Publicidad que engorda

En Colombia, cerca del 95% de la publicidad en la franja infantil es de bebidas y alimentos ultraprocesados.

¿Cómo influye la publicidad de alimentos y bebidas ultraprocesados en los patrones de alimentación de los niños? ¿Podría relacionarse este tipo de mensajes con la obesidad infantil? ¿Cuánta publicidad están consumiendo los menores?

Un grupo de investigadores de la Universidad Javeriana de Bogotá, liderado por el profesor Luis Fernando Gómez, del Departamento de Medicina Preventiva y Social, hizo un estudio piloto para identificar qué tipo de publicidad están consumiendo los niños.

Eligieron el canal RCN y analizaron la franja infantil del 29 de julio de 2012. El resultado fue contundente: el 96,43% de los mensajes publicitarios estaba relacionado con alimentos ultraprocesados y el 3,57% con alimentos no procesados. Gómez calcula que si el estudio abarcara todos los medios, se podría hablar de un 95%.

“Es muy preocupante encontrar, por ejemplo, que los niños desde los tres años ya reconocen marcas de alimentos y bebidas”, señala el profesor Gómez, y da un dato más: “Los niños menores de ocho años no entienden que detrás de ese mensaje hay un interés comercial y no lo diferencian del programa que están viendo”.

En otros países de América Latina la realidad es similar: un estudio de 2010 de la organización mexicana El Poder del Consumidor encontró que durante la franja infantil el número de comerciales de alimentos ultraprocesados, con altos contenidos de azúcares agregados, grasas o sal, representaba el 58%, principalmente de marcas como Kellogg’s, Nestlé y Bimbo.

“La gente se preguntará qué riesgo tiene para la salud el consumo esporádico de estos alimentos, y la respuesta es que es muy bajo si se hace esporádicamente. El problema es que la estrategia de mercadeo está dirigida a un consumo compulsivo”, dice Gómez.

Según el investigador, la estrategia de las grandes corporaciones de comidas rápidas y alimentos ultraprocesados no contempla sólo mensajes publicitarios sino, además, “disminución de precios y disponibilidad de sus productos, con el fin de garantizar el reconocimiento y la lealtad de marca”.

Y da un ejemplo: “En ciudades brasileñas en condición de pobreza, McDonald’s realiza actividades recreativas en las escuelas utilizando su personaje de Ronald McDonald, con el propósito de brindar una imagen de compromiso social y de posicionar la imagen de la marca que, claramente, influenciará el patrón de consumo”.

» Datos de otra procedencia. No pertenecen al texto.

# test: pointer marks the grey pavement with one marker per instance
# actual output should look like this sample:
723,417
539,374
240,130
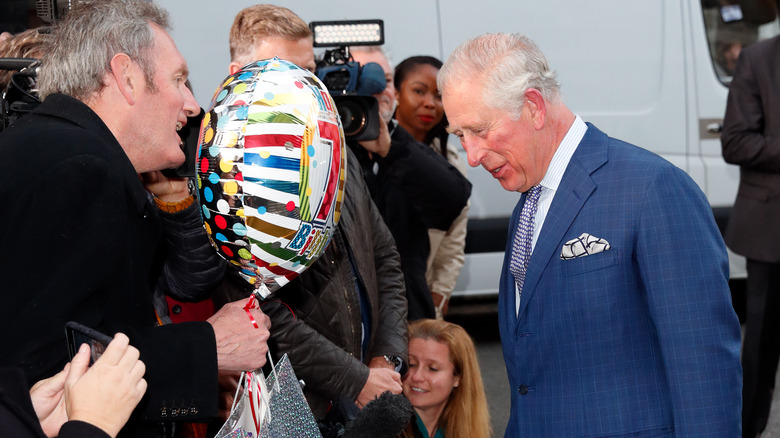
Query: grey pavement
481,321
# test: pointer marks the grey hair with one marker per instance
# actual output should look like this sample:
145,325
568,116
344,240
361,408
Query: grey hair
90,36
508,64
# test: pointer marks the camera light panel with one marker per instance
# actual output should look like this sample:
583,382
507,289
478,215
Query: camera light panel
348,33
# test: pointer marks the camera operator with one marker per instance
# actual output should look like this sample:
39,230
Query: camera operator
342,322
414,188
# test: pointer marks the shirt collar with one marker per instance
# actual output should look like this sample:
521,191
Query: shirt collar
552,179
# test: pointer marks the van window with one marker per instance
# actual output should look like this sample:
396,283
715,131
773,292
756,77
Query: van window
733,25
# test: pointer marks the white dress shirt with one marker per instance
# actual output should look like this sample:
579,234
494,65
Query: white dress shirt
551,181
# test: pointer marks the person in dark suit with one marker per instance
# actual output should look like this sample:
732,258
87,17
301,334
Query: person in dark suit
82,240
614,308
751,140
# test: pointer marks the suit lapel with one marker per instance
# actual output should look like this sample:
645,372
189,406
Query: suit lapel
575,188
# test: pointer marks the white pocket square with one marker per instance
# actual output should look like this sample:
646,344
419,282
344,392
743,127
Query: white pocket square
582,246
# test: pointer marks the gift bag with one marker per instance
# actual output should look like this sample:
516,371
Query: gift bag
272,407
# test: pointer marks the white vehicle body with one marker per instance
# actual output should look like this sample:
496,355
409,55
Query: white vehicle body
640,71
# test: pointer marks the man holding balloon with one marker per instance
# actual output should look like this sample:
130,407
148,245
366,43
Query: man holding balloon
81,239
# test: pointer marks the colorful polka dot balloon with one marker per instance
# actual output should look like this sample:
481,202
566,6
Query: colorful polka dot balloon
271,167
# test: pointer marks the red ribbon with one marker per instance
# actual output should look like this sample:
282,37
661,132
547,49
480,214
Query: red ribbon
249,385
251,305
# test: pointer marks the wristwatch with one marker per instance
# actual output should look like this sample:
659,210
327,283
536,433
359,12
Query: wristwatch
398,363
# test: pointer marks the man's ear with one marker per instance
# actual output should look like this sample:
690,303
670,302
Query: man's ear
537,106
127,76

La Organización Mundial de la Salud (OMS) ha señalado que la obesidad es la epidemia del nuevo siglo y las cifras así lo demuestran: en Colombia hubo un aumento de 25,9% en el sobrepeso y la obesidad en los niños de 11 a 17 años en un período de cinco años (2005-2010), mientras que la prevalencia del sobrepeso y la obesidad en niños mexicanos de 5 a 11 años aumentó de 18,6% en 1999 a 26,6% en 2006.

Para Gómez la falta de regulación en la publicidad ha sido crucial en el crecimiento de la obesidad infantil, “un serio problema de salud que está asociado con mayores cifras de presión arterial y un incremento en el riesgo de desarrollar diabetes tipo 2”.

En 1992 la ley de radiodifusión noruega prohibió cualquier anuncio que promoviera productos exclusivos para niños. Suecia tiene una política similar.

En Brasil existe una reglamentación (aunque todavía no se aplica) que exige advertencias sanitarias en los anuncios de los alimentos con alto contenido de azúcar, grasas saturadas, grasas trans, sodio y bebidas con bajo valor nutritivo. En Chile, el Congreso aprobó un proyecto de ley (que no ha sido reglamentado por las “presiones de la industria”, según Gómez) que prohíbe toda publicidad de alimentos y bebidas dirigidas a menores de 12 años y la utilización de premios y juguetes para vender estos productos.

En Colombia la Ley 1355 de 2009 le ordenó al entonces Ministerio de la Protección Social y al Invima crear un comité especializado para controlar este mercadeo, pero, según Gómez, no se ha cumplido.

 

La influencia de la publicidad en la obesidad es uno de los temas del IX Congreso Colombiano de Obesidad, que se celebrará del 8 al 10 de agosto en Bogotá y estará presidido por la Fundación Colombiana de Obesidad, Funcobes.